A few questions can cross first-timers minds: Is it going to hurt, and where is it going to hurt the least?
Some of the most painful spots to get a tattoo are obvious. The genital region is typically a no-no, even for somebody who has had their share of tattoos. Nevertheless, tattoos in general are going to be painful because the process involves a series of needles being dragged across the skin to make sure ink stays where it’s supposed to.
Parts of the body with a large amount of veins or very little fat will hurt the most.
There are three pain levels; most discomfort, some discomfort and least discomfort.
The face, head, neck, throat, chest for men, ribcage, elbow, knee and feet are among those under the most discomfort section.
For women, the breast, stomach, lower back and upper shoulder are under some discomfort.
The outer arm, forearm, calves, shoulder and buttocks on both males and females, exhibit the least amount of discomfort.
Some, however, may disagree with the aforementioned pain levels because pain tolerance is different among the population and some may handle areas better than others.
Christina Crawford, a Pierce College Puyallup student, went under the needle for the first time in December with her artist, Colton Keough, who works at Tattoo Machine in Puyallup.

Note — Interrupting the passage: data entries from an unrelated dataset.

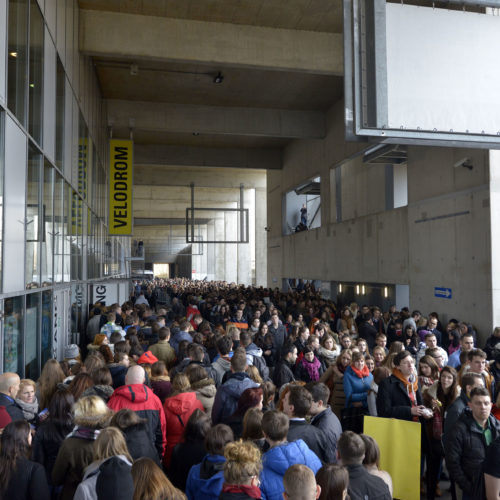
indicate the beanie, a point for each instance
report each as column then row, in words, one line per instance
column 147, row 358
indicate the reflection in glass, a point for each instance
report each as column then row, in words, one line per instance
column 33, row 219
column 13, row 358
column 35, row 86
column 17, row 57
column 32, row 336
column 46, row 326
column 48, row 226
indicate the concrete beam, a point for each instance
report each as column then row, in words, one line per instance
column 256, row 122
column 208, row 157
column 113, row 34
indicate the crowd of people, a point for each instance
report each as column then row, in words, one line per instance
column 207, row 390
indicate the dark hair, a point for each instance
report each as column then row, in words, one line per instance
column 334, row 480
column 217, row 437
column 319, row 392
column 196, row 427
column 102, row 376
column 61, row 409
column 14, row 446
column 351, row 448
column 372, row 451
column 275, row 425
column 249, row 398
column 80, row 384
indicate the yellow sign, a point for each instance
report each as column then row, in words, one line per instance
column 399, row 443
column 120, row 187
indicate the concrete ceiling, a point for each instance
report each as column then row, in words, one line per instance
column 285, row 55
column 309, row 15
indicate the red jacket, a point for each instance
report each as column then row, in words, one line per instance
column 178, row 409
column 142, row 400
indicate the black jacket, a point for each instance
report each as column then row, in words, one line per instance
column 329, row 423
column 11, row 407
column 393, row 400
column 366, row 486
column 28, row 482
column 283, row 374
column 465, row 450
column 314, row 438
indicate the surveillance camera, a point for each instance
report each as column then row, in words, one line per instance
column 464, row 162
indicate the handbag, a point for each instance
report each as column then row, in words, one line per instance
column 352, row 417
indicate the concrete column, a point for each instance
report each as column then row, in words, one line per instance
column 260, row 237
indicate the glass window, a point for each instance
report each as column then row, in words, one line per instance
column 17, row 65
column 32, row 336
column 13, row 358
column 58, row 227
column 46, row 326
column 33, row 219
column 60, row 102
column 48, row 224
column 35, row 90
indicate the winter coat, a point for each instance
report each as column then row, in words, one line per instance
column 276, row 461
column 221, row 366
column 465, row 450
column 366, row 486
column 28, row 482
column 184, row 456
column 118, row 373
column 283, row 373
column 255, row 358
column 205, row 480
column 205, row 392
column 12, row 408
column 393, row 400
column 109, row 479
column 314, row 438
column 46, row 444
column 162, row 387
column 329, row 423
column 141, row 399
column 139, row 444
column 226, row 398
column 356, row 388
column 178, row 409
column 76, row 453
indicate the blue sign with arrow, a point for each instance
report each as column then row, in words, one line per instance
column 442, row 293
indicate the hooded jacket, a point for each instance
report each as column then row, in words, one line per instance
column 276, row 461
column 143, row 401
column 178, row 409
column 226, row 399
column 205, row 480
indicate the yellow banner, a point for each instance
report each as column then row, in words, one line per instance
column 399, row 442
column 120, row 187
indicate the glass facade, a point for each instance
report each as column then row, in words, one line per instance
column 62, row 237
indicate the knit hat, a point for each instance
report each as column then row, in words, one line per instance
column 147, row 358
column 71, row 351
column 4, row 418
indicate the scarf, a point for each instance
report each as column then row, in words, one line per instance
column 29, row 409
column 251, row 491
column 312, row 368
column 361, row 373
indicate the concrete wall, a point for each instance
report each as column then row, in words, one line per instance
column 440, row 239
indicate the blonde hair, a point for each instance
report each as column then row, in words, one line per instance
column 110, row 443
column 243, row 461
column 91, row 411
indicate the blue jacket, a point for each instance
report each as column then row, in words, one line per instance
column 276, row 461
column 355, row 388
column 205, row 480
column 226, row 398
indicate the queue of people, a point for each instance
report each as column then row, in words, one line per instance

“Getting my first tattoo was not quite what I expected. I knew it wasn’t supposed to be a pleasant experience, but the type of pain was much more startling than I expected,” Crawford said. “It made me think of being slowly cut by a razorblade, except it was something I could tolerate for four hours. The worst parts were the parts that went over bone, like my spine, and also the right side of my spine, I’m right-handed. Apparently there are a lot more nerves on the side of your dominant hand.”
Tattoos can be a great form of expression, but an expensive one.
Make sure to always research the tattoo shop and the artists themselves. Also, never feel bad about asking an artist or three to draw up something and decide they aren’t the particular artist for that style of tattoo.
“My tattoo artist did a great job drawing and refining the design, and gave a lot of attention to detail when applying it to my skin,” Crawford said. “The pain does become more difficult to handle over time, so be prepared to take breaks or know how long you can be under the needle.”
Another great piece of advice is to not jump into a tattoo, because regret and removal of a tattoo aren’t fun experiences and usually end up being more expensive than the tattoo itself.
Figure out a tattoo that would fit on the body and wait. Give it six months or a year before getting it done. If the urge for the tattoo is as strong as it was in the beginning, then the tattoo was meant to be.